Let's say burning this campfire takes an hour, yes the entropy has increased over this time scale as the wood is now converted into gas, smoke and ash etc. Order to disorder.
Over time the materials left will then be incorporated into the soil and atmosphere, from which ordered things grow such as plants from the soil which use the gas from the atmosphere. So in the short term 1 hour after the fire the entropy has increased, but after tens of thousands of years the order returns. So you could only say the increase in entropy occurs in a certain time scale?
On a larger scale:
"Like all stars, our Sun radiates away its concentrated energy, increasing its entropy, and slowly coming into equilibrium with the cold vacuum of space."

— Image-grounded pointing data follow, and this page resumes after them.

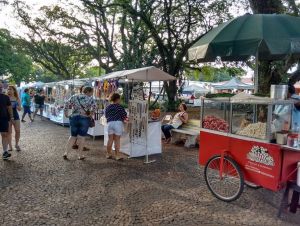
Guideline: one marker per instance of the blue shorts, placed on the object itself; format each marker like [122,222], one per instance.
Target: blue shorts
[115,127]
[4,124]
[79,125]
[39,106]
[26,109]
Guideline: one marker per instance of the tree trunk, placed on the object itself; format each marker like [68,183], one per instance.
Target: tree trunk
[171,91]
[266,76]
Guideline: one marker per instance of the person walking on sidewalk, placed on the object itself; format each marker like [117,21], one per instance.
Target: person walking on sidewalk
[6,115]
[115,115]
[16,106]
[39,103]
[83,107]
[26,105]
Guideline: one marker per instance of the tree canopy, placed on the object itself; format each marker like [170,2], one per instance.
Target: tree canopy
[14,64]
[123,34]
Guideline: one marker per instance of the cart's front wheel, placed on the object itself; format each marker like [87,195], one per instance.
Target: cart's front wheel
[226,184]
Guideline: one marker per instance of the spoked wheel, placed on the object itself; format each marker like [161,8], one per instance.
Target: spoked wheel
[228,186]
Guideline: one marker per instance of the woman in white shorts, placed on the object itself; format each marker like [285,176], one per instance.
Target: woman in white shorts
[115,115]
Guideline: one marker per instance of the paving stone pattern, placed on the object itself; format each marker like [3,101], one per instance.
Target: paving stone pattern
[38,187]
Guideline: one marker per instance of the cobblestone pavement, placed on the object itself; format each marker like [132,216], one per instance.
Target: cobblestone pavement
[39,188]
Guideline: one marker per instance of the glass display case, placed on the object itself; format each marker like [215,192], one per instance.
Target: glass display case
[248,116]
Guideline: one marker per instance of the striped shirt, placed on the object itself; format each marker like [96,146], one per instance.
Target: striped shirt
[115,112]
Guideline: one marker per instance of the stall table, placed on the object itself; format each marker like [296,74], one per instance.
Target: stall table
[98,130]
[136,150]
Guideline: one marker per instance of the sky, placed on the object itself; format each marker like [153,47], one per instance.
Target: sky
[7,19]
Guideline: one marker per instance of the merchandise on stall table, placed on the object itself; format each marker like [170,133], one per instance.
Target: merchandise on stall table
[214,123]
[254,130]
[155,114]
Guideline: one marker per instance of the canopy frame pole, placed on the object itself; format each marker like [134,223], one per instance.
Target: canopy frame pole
[150,90]
[256,73]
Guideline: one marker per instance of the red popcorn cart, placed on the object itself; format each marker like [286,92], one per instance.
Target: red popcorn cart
[247,140]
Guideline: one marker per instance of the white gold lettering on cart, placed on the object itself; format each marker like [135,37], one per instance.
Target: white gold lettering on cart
[260,155]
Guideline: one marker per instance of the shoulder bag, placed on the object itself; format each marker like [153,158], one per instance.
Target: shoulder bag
[88,113]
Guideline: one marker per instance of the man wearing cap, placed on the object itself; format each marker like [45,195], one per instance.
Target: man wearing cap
[6,114]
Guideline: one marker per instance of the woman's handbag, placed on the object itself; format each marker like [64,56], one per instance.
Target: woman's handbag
[91,122]
[88,113]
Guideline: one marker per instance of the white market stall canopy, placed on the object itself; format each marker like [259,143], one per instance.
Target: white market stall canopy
[195,88]
[145,74]
[34,85]
[234,83]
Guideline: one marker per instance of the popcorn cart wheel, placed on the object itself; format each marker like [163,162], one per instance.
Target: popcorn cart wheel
[224,178]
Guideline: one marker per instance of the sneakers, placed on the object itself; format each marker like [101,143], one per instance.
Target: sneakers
[6,155]
[18,148]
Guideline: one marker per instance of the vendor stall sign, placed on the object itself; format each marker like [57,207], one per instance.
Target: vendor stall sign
[260,155]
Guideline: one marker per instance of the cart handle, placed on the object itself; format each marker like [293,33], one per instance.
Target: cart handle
[223,152]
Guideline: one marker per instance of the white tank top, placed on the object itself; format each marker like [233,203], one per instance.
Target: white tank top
[176,122]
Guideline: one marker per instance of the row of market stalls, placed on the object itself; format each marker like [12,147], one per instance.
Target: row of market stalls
[143,136]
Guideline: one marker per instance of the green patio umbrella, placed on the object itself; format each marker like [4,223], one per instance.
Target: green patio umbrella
[265,36]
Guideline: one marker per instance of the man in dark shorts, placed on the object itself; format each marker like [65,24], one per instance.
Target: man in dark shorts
[25,98]
[39,102]
[6,114]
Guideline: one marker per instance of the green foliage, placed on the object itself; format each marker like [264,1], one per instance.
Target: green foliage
[154,106]
[13,62]
[92,72]
[209,73]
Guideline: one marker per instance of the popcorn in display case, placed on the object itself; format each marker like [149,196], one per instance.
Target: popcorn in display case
[248,116]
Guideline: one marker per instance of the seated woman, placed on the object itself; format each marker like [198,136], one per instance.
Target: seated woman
[180,118]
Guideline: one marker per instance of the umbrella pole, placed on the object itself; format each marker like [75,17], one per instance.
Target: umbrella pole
[256,74]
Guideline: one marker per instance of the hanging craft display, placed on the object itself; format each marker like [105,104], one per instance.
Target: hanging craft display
[137,93]
[138,117]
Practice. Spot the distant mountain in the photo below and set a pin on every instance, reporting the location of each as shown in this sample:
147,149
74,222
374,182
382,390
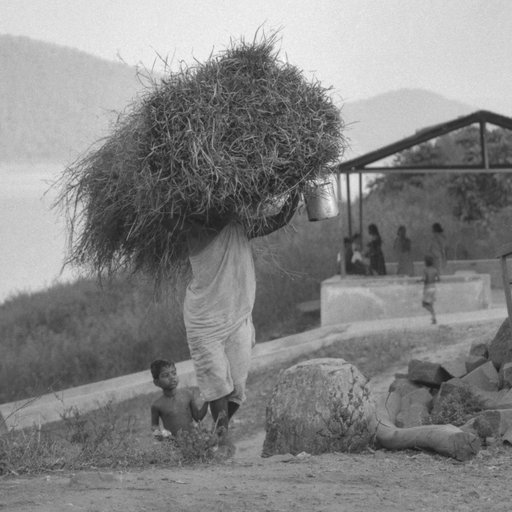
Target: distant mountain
391,116
55,101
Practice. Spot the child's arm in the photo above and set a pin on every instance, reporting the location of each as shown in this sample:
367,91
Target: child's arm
155,421
198,406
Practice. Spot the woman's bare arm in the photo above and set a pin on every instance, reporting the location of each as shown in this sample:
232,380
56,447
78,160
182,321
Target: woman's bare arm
267,225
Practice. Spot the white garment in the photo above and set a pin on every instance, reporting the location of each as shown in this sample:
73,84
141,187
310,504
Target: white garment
217,314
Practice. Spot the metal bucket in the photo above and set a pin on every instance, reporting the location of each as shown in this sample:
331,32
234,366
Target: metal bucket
321,202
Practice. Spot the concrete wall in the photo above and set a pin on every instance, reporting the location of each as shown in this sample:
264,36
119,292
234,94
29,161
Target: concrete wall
357,298
490,266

"Like all stars, our Sun radiates away its concentrated energy, increasing its entropy, and slowly coming into equilibrium with the cold vacuum of space."
So let's say the sun takes 10 billion years to burn out. Over that time scale the entropy has increased.
However stars form by:
"Stars form by the slow contraction under gravity of a very large cloud of gas and dust particles in space."
"Stars form by the slow contraction under gravity of a very large cloud of gas and dust particles in space."
So over a vast time scale the atoms that the sun released will be used again to form new stars?
Therefore if the system you were considering has an infinite amount of time, then is it correct to say there is no true movement from order to disorder, as the order returns given enough time.